Add nvtext::jaccard_index API for strings columns #13669

davidwendt · 2023-07-06T21:40:34Z

Description

Adds the nvtext::jaccard_index() API to cudf.

std::unique_ptr<cudf::column> jaccard_index(
  cudf::strings_column_view const& input1,  cudf::strings_column_view const& input2,  cudf::size_type width,
  rmm::mr::device_memory_resource* mr);

The Jaccard Index is described here for computing the distance between two arrays of elements: https://en.wikipedia.org/wiki/Jaccard_index

 Formula is J = |A ∩ B| 
                -------
                |A ∪ B|

 where |A ∩ B| is number of common values between A and B
 and |x| is the number of unique values in x.

The computation here compares strings columns by treating each string as text (i.e. sentences, paragraphs, articles) instead of individual words or tokens to be compared directly. The algorithm applies a sliding window (size specified by the width parameter) to each string to form the set of tokens to compare within each row of the two input columns.

These substrings are essentially character ngrams and each substring is part of the union and intersect calculations for that row.

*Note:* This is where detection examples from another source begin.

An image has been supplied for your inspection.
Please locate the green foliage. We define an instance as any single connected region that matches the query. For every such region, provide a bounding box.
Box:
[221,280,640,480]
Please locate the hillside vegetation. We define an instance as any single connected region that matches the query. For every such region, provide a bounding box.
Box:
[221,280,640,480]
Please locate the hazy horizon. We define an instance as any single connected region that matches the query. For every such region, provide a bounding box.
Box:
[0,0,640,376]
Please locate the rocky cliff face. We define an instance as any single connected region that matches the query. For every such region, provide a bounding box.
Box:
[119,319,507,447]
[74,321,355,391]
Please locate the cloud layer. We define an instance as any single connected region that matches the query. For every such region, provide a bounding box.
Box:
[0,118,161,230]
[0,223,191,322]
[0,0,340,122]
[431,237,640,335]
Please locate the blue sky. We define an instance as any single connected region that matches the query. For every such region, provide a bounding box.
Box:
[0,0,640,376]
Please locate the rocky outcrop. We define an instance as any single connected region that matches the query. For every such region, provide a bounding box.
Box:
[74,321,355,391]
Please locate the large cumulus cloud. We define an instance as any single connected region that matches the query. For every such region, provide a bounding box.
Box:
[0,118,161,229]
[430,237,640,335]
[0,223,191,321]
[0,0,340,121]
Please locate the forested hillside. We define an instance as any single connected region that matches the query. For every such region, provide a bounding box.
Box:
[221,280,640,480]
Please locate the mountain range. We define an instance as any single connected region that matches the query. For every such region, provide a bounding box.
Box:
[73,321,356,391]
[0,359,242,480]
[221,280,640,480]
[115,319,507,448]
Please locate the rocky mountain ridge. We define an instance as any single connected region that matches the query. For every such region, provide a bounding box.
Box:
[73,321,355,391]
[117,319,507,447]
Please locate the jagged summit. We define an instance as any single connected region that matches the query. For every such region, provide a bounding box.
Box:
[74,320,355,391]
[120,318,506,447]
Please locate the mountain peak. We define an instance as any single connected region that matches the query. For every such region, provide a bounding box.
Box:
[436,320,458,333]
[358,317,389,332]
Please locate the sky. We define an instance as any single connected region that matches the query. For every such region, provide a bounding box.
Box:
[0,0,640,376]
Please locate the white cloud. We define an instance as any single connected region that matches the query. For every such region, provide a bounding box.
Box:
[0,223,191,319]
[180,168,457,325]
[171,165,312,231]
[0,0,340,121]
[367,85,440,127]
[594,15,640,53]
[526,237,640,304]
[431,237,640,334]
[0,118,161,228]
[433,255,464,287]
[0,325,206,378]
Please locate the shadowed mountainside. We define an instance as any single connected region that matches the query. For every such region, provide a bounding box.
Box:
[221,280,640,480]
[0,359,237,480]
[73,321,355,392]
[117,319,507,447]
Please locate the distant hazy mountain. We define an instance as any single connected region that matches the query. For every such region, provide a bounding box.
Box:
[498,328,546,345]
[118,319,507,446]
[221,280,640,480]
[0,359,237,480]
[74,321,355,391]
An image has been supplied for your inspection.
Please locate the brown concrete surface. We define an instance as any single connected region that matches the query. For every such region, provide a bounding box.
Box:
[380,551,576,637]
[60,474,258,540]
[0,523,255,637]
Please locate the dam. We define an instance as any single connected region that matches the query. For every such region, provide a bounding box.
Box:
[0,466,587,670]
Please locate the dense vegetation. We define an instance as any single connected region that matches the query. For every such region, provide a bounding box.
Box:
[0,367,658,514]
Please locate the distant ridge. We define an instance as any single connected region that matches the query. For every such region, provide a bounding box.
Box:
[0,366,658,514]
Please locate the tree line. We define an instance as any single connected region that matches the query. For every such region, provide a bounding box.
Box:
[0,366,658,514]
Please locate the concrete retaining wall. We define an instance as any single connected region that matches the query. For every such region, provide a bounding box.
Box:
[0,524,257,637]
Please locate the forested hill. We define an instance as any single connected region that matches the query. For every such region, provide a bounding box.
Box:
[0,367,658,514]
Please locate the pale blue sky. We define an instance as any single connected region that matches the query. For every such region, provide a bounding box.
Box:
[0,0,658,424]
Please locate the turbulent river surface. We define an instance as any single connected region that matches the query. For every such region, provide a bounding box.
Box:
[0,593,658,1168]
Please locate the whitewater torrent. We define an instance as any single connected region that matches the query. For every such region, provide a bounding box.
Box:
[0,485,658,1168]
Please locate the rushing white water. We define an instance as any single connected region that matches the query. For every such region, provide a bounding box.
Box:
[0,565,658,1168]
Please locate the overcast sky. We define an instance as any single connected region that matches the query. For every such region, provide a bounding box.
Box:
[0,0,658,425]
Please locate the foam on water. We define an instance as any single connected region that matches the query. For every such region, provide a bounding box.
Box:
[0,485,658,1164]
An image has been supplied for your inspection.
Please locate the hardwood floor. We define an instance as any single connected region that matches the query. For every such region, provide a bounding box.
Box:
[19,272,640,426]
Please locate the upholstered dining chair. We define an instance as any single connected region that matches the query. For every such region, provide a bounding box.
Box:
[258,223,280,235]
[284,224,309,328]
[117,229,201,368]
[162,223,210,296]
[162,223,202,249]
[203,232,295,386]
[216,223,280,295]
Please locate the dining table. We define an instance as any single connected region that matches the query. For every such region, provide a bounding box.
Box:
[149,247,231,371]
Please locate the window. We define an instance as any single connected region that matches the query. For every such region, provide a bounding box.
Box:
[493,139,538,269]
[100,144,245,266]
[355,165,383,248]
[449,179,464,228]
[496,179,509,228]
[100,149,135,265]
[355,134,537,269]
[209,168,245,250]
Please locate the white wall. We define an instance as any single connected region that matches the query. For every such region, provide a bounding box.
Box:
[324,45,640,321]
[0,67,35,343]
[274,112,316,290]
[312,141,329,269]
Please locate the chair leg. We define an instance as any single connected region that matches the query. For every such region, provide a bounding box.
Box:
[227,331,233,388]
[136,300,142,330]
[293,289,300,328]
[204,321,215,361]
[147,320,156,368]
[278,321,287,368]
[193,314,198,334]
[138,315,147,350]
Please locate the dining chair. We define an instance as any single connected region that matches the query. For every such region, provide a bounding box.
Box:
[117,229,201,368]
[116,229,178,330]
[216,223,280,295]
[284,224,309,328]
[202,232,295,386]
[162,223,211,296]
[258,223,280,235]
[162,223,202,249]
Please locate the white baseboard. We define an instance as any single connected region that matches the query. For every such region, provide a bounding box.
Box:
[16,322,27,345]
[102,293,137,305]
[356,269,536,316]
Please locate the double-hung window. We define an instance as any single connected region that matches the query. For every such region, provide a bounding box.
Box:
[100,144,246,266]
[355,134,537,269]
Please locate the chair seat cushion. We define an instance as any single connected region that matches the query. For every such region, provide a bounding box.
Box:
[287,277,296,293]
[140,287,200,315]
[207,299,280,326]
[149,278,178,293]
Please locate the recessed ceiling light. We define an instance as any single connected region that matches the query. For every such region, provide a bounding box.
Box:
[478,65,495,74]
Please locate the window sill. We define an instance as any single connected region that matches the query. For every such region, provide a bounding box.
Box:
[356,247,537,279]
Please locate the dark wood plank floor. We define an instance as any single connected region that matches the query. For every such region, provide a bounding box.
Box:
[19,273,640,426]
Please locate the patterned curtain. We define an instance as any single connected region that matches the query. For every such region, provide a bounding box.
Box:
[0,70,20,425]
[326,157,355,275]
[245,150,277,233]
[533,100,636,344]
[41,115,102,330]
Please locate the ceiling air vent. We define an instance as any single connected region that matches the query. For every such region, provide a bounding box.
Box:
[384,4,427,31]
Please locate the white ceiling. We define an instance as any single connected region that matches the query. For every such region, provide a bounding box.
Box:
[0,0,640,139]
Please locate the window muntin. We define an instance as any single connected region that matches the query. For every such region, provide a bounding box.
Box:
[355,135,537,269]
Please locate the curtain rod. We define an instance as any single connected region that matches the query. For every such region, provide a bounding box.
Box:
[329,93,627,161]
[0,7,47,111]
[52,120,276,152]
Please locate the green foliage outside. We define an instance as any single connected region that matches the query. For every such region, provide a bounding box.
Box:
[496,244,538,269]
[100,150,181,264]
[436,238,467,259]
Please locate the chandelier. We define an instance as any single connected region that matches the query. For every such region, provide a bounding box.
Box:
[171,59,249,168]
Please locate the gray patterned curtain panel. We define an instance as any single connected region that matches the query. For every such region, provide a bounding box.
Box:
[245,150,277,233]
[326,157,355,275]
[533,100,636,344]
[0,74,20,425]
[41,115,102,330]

For efficiency, the substrings are hashed using the default MurmurHash32 to identify uniqueness within each row.
Once the union and intersect sizes for the row are resolved, the Jaccard index is computed using the above formula and returned as a float32 value.

The two input columns must be the same size and will match the output column size.

Checklist

I am familiar with the Contributing Guidelines.
New or existing tests cover these changes.
The documentation is up to date with these changes.

…ngram-chars-hashed

VibhuJawa · 2023-07-17T18:55:38Z

We are seeing a 6x+speedup 🚀 with this PR on our internal workflows. Thanks for the great work on this @davidwendt .

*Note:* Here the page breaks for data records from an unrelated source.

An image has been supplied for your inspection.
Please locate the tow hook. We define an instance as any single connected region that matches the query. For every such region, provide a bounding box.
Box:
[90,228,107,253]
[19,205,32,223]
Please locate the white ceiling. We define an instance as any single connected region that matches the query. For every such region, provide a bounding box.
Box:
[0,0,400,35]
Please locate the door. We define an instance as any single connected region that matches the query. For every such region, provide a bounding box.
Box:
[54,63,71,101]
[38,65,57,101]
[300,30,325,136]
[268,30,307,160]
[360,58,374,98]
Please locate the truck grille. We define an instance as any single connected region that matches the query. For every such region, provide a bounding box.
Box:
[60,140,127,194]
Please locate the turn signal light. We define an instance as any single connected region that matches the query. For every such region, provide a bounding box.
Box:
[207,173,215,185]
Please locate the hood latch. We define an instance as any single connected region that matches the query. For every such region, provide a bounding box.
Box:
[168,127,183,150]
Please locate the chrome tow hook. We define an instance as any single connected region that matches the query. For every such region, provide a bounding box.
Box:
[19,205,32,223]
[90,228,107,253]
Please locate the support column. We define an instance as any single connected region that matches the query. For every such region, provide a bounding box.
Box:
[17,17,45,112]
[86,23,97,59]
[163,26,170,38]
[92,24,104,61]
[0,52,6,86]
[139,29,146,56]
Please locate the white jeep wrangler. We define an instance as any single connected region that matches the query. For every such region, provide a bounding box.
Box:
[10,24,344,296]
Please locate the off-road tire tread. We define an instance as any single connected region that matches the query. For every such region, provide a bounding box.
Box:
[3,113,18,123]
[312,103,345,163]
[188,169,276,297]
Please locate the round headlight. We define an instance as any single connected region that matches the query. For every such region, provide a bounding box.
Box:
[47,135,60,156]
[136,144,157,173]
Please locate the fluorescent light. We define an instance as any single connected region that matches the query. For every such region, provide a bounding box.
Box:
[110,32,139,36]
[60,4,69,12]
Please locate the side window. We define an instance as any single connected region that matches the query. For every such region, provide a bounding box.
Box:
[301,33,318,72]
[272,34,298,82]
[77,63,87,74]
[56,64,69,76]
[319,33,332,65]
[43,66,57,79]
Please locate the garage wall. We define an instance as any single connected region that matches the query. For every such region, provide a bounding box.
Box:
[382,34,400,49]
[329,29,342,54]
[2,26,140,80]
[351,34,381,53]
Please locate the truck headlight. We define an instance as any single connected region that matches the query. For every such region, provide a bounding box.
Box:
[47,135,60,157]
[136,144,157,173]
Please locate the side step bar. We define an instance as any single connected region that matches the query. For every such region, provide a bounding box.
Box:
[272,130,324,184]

Let's try to get this one in soon.
CC: @ayushdg , @GregoryKimball

bdice

Implementation looks good. My primary concern is around the default width (I'd prefer no default) and the requirement for a minimum of width 5.

cpp/include/nvtext/jaccard.hpp

cpp/src/text/jaccard.cu

python/cudf/cudf/core/column/string.py

cpp/src/text/jaccard.cu

python/cudf/cudf/_lib/cpp/nvtext/jaccard.pxd

python/cudf/cudf/core/column/string.py

bdice

A couple small suggestions, otherwise LGTM!

python/cudf/cudf/_lib/cpp/nvtext/jaccard.pxd

python/cudf/cudf/core/column/string.py

vyasr

This is a slick implementation, nice work! I have some queries, but most are either not terribly substantial or could be punted on if needed.

Do we care about the potential for hash collisions, or is the approximation we get from the hashed values good enough?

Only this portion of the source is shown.